Procurado novamente pela reportagem, ele não quis tratar da nova ação. Comentou apenas o fato de a montadora ter negado a responsabilidade durante o processo do MPT. “Não era o filho deles que ficou na situação que nós ficou, Se não, teriam uma outra posição”, disse.
As denúncias sobre violência na fazenda foram feitas à época por parlamentares, sindicalistas e membros da igreja católica. Em 1984, telegramas enviados por deputados federais e estaduais ao Judiciário do Pará relatavam trabalhadores impedidos de sair da propriedade, além de crianças e adolescentes submetidos a trabalhos forçados em função de dívidas fraudulentas.
Agentes da CPT (Comissão Pastoral da Terra), que acompanhavam os casos desde os anos 1980, documentaram violações, articularam denúncias e afirmam ter presenciado episódios de recaptura de trabalhadores que tentaram fugir. Na época, contudo, ninguém foi responsabilizado.
Para o Coletivo Veredas, que atua na defesa dos trabalhadores, as ações individuais permitem reconstruir a memória de cada vítima e conectar a violência da ditadura às violações vivenciadas por trabalhadores rurais nos dias atuais.

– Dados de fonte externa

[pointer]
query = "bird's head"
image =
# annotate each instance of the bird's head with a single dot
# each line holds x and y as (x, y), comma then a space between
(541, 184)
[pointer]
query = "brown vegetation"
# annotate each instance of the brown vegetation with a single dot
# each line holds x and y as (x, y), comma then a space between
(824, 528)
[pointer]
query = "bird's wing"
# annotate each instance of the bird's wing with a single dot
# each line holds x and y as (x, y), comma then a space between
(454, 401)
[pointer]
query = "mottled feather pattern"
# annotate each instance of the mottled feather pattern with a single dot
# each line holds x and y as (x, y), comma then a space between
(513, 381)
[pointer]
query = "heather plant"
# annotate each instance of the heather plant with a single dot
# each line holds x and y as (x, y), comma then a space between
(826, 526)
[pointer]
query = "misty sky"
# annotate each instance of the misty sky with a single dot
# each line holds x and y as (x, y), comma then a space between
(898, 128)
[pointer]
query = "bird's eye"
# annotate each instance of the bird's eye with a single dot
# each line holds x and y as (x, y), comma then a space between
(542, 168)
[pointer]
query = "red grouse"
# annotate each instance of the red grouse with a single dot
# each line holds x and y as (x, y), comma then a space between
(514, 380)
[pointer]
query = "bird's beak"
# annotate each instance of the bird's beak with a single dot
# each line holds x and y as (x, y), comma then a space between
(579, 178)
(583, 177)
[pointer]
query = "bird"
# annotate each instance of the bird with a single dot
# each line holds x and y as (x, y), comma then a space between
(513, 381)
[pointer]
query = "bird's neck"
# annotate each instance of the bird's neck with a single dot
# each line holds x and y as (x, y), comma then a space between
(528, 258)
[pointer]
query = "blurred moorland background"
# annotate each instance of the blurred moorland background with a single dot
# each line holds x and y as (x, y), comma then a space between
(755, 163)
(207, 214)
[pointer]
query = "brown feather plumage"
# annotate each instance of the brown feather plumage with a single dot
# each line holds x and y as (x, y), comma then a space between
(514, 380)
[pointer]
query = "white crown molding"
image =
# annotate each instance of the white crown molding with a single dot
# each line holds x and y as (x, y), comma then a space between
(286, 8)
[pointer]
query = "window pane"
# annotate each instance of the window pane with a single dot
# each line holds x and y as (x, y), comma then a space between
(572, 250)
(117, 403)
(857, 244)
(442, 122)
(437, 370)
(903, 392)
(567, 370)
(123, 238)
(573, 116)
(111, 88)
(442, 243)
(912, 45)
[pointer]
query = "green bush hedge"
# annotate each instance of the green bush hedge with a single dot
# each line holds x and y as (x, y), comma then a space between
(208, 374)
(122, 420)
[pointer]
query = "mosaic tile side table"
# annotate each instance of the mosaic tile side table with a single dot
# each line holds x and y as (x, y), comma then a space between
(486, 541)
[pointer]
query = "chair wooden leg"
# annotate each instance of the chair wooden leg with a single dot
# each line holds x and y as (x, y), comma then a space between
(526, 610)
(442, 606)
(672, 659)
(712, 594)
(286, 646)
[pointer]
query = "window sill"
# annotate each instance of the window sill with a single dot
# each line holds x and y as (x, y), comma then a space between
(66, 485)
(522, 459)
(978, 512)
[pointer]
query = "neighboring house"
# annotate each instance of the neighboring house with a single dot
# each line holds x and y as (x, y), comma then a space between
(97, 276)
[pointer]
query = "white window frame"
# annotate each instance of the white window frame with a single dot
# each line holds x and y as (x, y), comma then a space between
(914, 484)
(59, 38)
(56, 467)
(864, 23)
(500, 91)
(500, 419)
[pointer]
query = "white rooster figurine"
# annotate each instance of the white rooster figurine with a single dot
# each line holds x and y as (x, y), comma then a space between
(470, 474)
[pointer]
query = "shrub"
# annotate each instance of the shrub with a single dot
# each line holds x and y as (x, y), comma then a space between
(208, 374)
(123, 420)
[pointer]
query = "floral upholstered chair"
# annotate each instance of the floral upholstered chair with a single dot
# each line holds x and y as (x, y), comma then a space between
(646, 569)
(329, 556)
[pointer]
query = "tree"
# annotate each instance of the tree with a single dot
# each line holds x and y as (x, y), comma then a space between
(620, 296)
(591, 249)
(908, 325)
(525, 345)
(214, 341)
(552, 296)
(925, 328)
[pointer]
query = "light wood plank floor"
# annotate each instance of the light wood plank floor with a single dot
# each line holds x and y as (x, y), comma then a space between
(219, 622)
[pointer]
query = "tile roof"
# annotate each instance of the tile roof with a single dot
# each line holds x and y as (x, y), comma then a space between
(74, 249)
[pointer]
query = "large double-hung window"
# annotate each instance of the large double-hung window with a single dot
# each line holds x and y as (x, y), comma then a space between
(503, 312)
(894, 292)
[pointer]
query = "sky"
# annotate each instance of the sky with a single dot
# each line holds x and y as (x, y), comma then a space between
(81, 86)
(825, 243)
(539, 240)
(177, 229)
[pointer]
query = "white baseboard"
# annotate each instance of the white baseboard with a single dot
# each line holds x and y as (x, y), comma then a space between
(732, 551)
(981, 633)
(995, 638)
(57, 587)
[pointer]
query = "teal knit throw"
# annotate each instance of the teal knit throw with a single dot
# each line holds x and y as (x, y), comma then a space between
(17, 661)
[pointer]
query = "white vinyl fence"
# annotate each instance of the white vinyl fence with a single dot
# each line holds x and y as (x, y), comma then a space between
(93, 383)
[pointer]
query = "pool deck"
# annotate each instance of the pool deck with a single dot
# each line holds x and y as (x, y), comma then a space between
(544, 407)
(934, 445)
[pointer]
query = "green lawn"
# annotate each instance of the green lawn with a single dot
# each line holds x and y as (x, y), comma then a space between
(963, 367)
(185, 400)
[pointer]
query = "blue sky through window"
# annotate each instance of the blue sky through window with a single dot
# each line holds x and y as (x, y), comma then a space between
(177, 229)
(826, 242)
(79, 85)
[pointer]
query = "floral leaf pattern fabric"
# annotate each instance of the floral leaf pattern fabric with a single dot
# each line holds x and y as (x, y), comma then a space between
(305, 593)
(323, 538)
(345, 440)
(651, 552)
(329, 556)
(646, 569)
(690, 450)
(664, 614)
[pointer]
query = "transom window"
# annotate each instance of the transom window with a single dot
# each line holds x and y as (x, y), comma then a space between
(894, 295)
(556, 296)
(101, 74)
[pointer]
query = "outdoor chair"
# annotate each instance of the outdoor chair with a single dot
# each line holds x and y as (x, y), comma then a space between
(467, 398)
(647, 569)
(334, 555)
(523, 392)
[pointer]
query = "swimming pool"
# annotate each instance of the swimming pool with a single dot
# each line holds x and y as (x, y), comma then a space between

Os advogados afirmam que a reparação precisa reconhecer não apenas o passado, mas também os impactos contemporâneos da violência laboral. “Vamos mostrar como as vítimas têm nome e rosto”, diz José Vargas, um dos advogados que assina as petições. “Eles não se sentiram ofendidos pelo que a Volkswagen fez lá atrás, mas pelo que continua fazendo, ao negar a sua responsabilidade. Quando a empresa nega, ela perpetua [a violação]”, afirma.